Study population
The data used in this study comprised of 323, 373 participants of the UK Biobank. Briefly, the UKB is a large-scale prospective study with over 500, 000 participants aged 37 to 73 years, enrolled from 2006 to 2010 and followed up to 2016. These participants attended one of 22 assessment centers in England, Wales, and Scotland, where they completed baseline questionnaires, underwent various anthropometric measurements, and reported medical conditions. The North West Multicenter Research Ethical Committee approved the study, and all participants signed written informed consent. A detailed description of the study design of the UKB was detailed elsewhere [29, 30]. We applied for the related data according to the rules of the UKB data sharing policy under the approved 64689. All sleep behaviors were self-reported, and details of assessment were available online.
We excluded 72,457 participants whose health lifespan had terminated before, according to in-patient hospital admissions data (UKB data category 2000). Then, we excluded 28,816 participants whose health lifespan had terminated prior, according to self-reported diagnoses obtained via verbal interview (UKB data category 100074) as a compliment. Additionally, 77861 participants who had missing data on sleep-related variables were also excluded. Finally, the study population comprises 323, 373 participants of the UK Biobank (Figure S1).
Definition of health lifespan
Based on the incidence of chronic diseases, a study based on the UKB database reported a cluster of the top-eight morbidities strongly associated with ageing, which we used to define health lifespan [31]. These top-eight morbidities included congestive heart failure (CHF), myocardial infarction (MI), chronic obstructive pulmonary disease (COPD), stroke, dementia, diabetes, cancer, and death. A participant diagnosed with any of these conditions first during the study period was considered to have terminated health lifespan. For each selected condition, except for cancer and death, we compiled a list of hospital data codes (ICD-10) and self-reported data codes (UKB data coding 6) that define these conditions in our study. We used National cancer registries linkage to UKB (UKB data category 100092) to define cancer and National death registries linkage to UKB (UKB data category 100093) to define death event. However, the National cancer registry linkage to UKB was updated only to 14th December 2016, earlier than the other two databases (in-patient hospital admissions data: 31st March 2017; National death registries linkage to UKB: 14th February 2018). To ensure consistency between the three database update dates used to build a healthy lifespan, we had to set 14th December 2016 as the end of follow-up.
Statistical analysis
Personal follow-up time was calculated from the baseline assessment date until the date health lifespan was terminated or end of followed up. We applied descriptive statistics (mean and percentages) and multivariate adjusted Cox proportional hazards regression models to examine the association between sleep behaviors and risk of health lifespan termination. Model 1 was adjusted for age, sex, ethnicity, Townsend index, and education; Model 2 was further adjusted for Townsend index, BMI, smoking status, alcohol consumption, physical exercise, diet, family history of diseases, and taking sleep-related drugs. The proportional hazards assumptions were tested using Schoenfeld residual method [32].

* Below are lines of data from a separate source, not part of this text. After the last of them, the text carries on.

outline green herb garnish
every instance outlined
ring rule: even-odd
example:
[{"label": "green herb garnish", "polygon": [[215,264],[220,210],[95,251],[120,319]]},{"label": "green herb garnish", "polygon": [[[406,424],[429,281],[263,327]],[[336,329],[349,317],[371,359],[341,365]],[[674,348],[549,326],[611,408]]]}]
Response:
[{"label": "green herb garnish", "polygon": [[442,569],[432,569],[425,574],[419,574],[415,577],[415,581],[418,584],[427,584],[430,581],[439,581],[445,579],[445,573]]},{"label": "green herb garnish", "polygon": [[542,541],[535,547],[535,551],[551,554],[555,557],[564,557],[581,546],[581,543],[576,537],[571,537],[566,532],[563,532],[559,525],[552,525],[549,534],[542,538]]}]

Furthermore, we collapsed each of the sleep behavior factors into two categories (High vs. Low risk). For instance, 'usually napping' was considered as high risk, whiles 'never/rarely' and 'sometimes napping' as low risk('Rarely'); 'Usually insomnia/sleeplessness' vs. 'Rarely insomnia'('sometimes' and 'Never/rarely' insomnia); 'Usually/Excessive daytime sleepiness' ('often' and 'always' daytime sleepiness) vs. 'Rarely daytime sleepiness' ('never/rarely' and 'sometimes' daytime sleepiness ); and, 'Difficult getting-up' ('not at all easy' and 'not very easy' getting up/waking out of bed) vs. 'Easy getting-up' ('fairly easy' and 'very easy' as low risk). These binary factors were analyzed in a multivariate-adjusted model to examine the hazard risk associated with health lifespan termination (Table 3). Using these binary categories, we performed stratification analysis according to age, gender, BMI, smoking status, physical activity, and healthy diet (Figure 1). In addition, we calculated the PAR % for the high risk sleep behaviors using the epi2by2 function of the "epiR" package in R language (Table 3). All statistical analyses were performed using R, version 4.1.0, and statistical significance was defined as P-values <0.01.